Vuelvo a casa después de dos semanas de ausencia. Todo está igual en mi quilombo permanente, todo y nada. Nosotros, móviles, más o menos inamovibles. Mi cabeza en tu hombro en el taxi, el ruido de la ciudad que me abruma por un rato mientras en mis pies y mis dedos todavía hay la memoria de la hierba fresca y la calidez de los niños amados. Qué afortunada me siento de haber sido destinataria de tanto, qué suerte que ningún beso, ningún abrazo o caricia fueron rechazados. Tengo en mí toda la historia que me moviliza y me motoriza. Tengo la frivolidad de algunos momentos robados que me avergonzaron, que me obligaron a enfrentarme y pensar una vez más: ¿por qué me cuesta tanto decir "no"? ¿Se va a ir otro año de propósitos sin cumplir?

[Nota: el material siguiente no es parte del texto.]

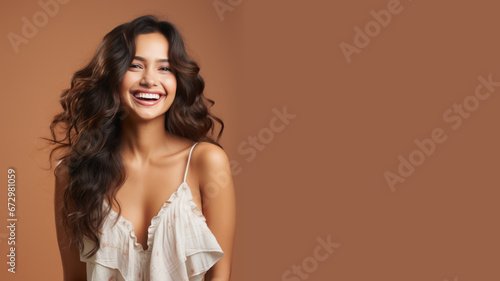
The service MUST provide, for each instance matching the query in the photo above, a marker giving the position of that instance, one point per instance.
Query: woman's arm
(73, 268)
(219, 206)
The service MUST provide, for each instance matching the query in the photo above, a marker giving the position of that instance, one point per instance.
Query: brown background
(323, 174)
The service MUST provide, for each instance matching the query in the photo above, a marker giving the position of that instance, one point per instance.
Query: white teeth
(147, 96)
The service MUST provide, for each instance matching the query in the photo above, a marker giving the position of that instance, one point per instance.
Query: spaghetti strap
(189, 158)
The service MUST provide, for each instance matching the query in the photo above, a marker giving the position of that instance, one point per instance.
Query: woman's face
(147, 89)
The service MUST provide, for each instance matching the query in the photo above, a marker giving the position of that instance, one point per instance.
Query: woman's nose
(148, 79)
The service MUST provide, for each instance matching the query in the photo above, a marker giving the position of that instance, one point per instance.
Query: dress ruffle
(180, 245)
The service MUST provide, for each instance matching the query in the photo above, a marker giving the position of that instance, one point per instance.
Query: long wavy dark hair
(91, 119)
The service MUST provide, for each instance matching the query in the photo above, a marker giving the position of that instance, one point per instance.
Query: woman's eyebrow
(144, 60)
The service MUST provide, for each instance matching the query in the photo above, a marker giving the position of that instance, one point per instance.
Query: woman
(138, 168)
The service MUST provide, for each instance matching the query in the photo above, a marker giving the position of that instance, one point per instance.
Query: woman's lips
(148, 102)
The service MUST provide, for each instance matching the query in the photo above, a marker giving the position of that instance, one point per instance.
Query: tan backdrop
(363, 134)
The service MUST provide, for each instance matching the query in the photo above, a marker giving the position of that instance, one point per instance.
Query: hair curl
(91, 121)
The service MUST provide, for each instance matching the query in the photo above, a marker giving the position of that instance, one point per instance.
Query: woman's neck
(142, 140)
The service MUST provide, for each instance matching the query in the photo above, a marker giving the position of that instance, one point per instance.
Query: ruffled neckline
(155, 220)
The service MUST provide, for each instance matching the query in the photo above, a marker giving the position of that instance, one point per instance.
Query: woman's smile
(147, 97)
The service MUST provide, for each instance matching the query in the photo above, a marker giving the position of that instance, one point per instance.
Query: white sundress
(180, 246)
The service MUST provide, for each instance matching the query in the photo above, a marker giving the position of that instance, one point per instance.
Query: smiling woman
(131, 122)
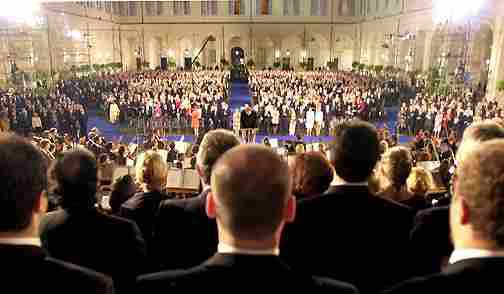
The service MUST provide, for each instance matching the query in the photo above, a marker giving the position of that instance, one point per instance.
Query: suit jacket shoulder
(466, 276)
(226, 272)
(36, 270)
(86, 278)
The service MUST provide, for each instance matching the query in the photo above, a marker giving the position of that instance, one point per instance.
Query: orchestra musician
(248, 124)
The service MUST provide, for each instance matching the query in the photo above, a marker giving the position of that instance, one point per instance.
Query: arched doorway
(237, 55)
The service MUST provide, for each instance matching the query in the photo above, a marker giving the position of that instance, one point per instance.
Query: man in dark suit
(251, 202)
(183, 234)
(477, 227)
(248, 122)
(430, 236)
(25, 268)
(349, 233)
(80, 234)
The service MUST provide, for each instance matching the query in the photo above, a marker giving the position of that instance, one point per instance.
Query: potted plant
(378, 69)
(500, 85)
(224, 62)
(250, 63)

Decidida de una vez a ser sólo para quienes quiero y me quieren (y me aceptan), empiezo a desprenderme de los últimos hilos de urbanidad organizada. Soy un páramo en el que las emociones gobiernan y diseñan universos intrincados como dibujos en la arena, que el viento luego reacomoda. No es siempre el mismo diseño, ni el viento es el mismo, pero sí hay una coherencia interna. Yo soy el mundo que quiero ser, mis mundos todos. Yo soy. Me embriago y me deshago por no pertenecer a nada. Otoño y bóreas. Tulkas y Melian. En cada tramo de camino está imprimado el carácter de mis sueños. Poder vivir sin nada habiendo tenido todo, no conocer exactamente mis límites es parte de las cosas que me liberan. Yo era border. Ahora soy libre. Ni la locura me asusta, ni la ansiedad conseguirá doblegarme del todo. Aprendo a cada paso y no temo pedir perdón, prefiero seguir pidiendo disculpas antes de quedarme con las ganas de hacer algo. Lo lamento, esto es lo que hubo. Esto es lo que hay. La vida que viene, las palabras atropellándose otra vez.

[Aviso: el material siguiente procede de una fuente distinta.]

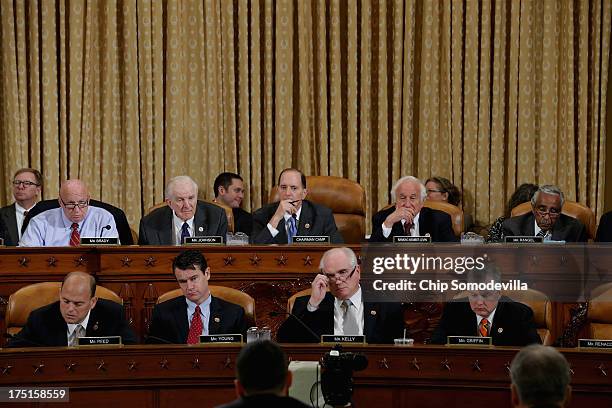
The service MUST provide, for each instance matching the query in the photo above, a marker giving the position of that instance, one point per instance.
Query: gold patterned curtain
(127, 94)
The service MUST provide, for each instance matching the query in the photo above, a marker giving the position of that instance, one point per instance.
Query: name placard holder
(469, 341)
(408, 239)
(100, 341)
(311, 239)
(204, 240)
(221, 339)
(333, 339)
(88, 241)
(595, 343)
(523, 239)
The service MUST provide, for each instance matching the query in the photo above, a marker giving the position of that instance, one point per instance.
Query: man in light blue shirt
(74, 219)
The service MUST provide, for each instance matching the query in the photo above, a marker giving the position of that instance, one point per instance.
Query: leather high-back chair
(126, 236)
(346, 199)
(540, 305)
(31, 297)
(226, 208)
(599, 313)
(223, 292)
(571, 208)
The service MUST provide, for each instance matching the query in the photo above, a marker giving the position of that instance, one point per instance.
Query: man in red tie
(185, 318)
(487, 314)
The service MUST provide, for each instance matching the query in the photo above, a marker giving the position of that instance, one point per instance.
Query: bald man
(77, 313)
(64, 226)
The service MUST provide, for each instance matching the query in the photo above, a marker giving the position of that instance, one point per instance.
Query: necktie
(349, 321)
(78, 331)
(407, 227)
(75, 237)
(195, 328)
(291, 229)
(184, 232)
(483, 328)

Si mi tren está pasando por tu puerta es porque sos uno de los elegidos. Vos sabrás si querés subir o no, hasta dónde ir, qué aventuras podremos vivir juntos. Yo te elijo, familiar o amigo, afinidad o karma. Te elijo y quizá sea esta vez la única que pase frente a tu casa. Quién sabe qué nos espera mañana.
Él me dice que quiere guardar en su memoria este día porque es un día perfecto. Tan parecido a otros días perfectos que hemos pasado juntos. La verdad sea dicha, hicimos de todo. Lo empezamos despiertos, a la 1 de la madrugada cuando nos fuimos a la cama, con la lluvia en los oídos y olor a citronella. Despertamos temprano, sin ruidos a obra en construcción. Desayunamos una barbaridad. Nos disfrutamos. Salimos a comer algo nuevo por ahí, después a hacer unos trámites en familia. Mates, una linda peli y charla. Previo a la siesta tardía, merienda y lectura compartida. Finalmente, cenamos temprano, liviano, mirando "Ghost in the shell".
En este momento, él toca la guitarra y hace música en el cuartito y yo intento despegarme la pereza para ordenar la ropa que cuelga de las sillas. Cada tanto paso por allá a darle besos. Estas son cosas de todos los días: muestras de afecto, palabras de agradecimiento, miradas de felicidad. Silencios compartidos en medio de las actividades que nos nutren. Esta intuición calmada que nos permite entender que sí, hay problemas, preocupaciones y miserias, miedos y ansiedades; pero todo se puede solucionar dándole para adelante, enfocados. Hagamos lo imposible, porque podemos.
Mi Norte, mi casa: Hoy fue un día perfecto. Tan parecido a todos los demás y tan distinto, que pensé regalarte este post para recordarlo.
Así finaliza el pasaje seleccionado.